SpaceX has made such landings now routine, but this will be Blue Origin's first shot at the sci-fi feat.
High seas last week caused the New Glenn launch to be pushed back several days.
Meanwhile, the rocket's upper stage will fire its engines toward Earth orbit, reaching a maximum altitude of roughly 12,000 miles above the surface.
A Defense Department-funded prototype of an advanced spaceship called Blue Ring, which could one day journey through the solar system, will remain aboard for the roughly six-hour test flight.
Blue Origin has experience landing its New Shepard rockets -- used for suborbital tourism -- but they are five times smaller and land on terra firma rather than a ship at sea.
Physically, the gleaming white New Glenn dwarfs SpaceX's 230-foot Falcon 9 and is designed for heavier payloads.
Jeff Bezos walks near Blue Origin's New Shepard after flying into space on July 20, 2021 in Van Horn, Texas.
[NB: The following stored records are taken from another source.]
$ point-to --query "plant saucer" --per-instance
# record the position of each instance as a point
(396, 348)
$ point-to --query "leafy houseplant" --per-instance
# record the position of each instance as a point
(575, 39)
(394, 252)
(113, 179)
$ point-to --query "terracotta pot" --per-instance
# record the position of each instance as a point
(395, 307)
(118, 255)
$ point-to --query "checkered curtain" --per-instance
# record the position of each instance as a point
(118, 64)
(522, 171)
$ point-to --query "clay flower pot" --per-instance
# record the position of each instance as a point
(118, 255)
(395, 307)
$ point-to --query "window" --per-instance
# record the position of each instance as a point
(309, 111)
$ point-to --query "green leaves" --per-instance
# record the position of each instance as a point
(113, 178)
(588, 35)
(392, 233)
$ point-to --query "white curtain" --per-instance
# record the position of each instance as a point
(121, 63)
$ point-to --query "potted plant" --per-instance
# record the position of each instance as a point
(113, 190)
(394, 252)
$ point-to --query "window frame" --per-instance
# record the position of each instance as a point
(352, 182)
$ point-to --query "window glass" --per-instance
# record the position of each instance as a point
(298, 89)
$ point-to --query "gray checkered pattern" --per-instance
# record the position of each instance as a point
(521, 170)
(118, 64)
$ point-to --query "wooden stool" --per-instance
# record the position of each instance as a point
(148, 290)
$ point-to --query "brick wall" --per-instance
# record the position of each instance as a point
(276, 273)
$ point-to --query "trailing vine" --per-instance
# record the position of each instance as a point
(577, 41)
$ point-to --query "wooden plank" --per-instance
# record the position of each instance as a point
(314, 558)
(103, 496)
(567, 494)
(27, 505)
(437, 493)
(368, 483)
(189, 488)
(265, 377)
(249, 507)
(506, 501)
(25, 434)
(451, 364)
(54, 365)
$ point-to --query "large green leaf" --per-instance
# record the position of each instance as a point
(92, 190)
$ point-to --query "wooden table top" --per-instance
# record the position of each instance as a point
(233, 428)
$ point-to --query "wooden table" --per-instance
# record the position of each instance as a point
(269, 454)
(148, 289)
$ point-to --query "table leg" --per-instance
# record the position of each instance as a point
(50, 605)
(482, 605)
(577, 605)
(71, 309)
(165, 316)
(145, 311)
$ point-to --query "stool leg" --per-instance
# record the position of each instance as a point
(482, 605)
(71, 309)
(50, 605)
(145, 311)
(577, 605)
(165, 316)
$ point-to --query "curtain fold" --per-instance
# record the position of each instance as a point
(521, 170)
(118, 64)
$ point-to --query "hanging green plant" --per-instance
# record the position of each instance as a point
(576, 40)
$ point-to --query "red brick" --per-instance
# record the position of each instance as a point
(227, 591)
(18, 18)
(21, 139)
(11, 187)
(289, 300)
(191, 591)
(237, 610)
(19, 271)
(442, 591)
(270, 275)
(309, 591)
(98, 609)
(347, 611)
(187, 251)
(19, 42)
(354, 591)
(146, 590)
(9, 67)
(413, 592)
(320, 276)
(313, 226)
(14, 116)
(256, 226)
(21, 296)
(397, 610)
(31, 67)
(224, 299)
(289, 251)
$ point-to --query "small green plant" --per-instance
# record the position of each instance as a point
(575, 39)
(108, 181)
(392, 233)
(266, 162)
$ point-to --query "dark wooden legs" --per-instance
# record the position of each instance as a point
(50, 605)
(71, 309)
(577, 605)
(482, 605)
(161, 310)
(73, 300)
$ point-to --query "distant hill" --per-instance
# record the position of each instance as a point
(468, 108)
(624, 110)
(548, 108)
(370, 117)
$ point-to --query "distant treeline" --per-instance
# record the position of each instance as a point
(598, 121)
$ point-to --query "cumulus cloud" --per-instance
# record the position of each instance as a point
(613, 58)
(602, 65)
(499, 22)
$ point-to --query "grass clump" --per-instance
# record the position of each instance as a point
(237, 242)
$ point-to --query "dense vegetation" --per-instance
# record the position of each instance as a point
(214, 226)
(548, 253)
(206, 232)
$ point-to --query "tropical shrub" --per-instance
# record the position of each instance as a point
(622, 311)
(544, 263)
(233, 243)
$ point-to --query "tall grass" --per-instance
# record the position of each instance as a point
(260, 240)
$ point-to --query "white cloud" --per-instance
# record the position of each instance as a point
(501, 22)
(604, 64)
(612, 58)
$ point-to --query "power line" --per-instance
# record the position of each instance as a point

© Joe Raedle via Getti Images North America, AFP
It slots between Falcon 9 and its big sibling, Falcon Heavy, in terms of mass capacity but holds an edge with its wider payload fairing, capable of carrying the equivalent of 20 moving trucks.
Slow vs fast development
Blue Origin has already secured a NASA contract to launch two Mars probes aboard New Glenn. The rocket will also support the deployment of Project Kuiper, a satellite internet constellation designed to compete with Starlink.
For now, however, SpaceX maintains a commanding lead, while other rivals -- United Launch Alliance, Arianespace, and Rocket Lab -- trail far behind.
Like Musk, Bezos has a lifelong passion for space.
But where Musk dreams of colonizing Mars, Bezos envisions shifting heavy industry off-planet onto floating space platforms in order to preserve Earth, "humanity's blue origin."
If New Glenn succeeds, it will provide the US government "dissimilar redundancy" -- valuable backup if one system fails, said Scott Pace, a space policy analyst at George Washington University.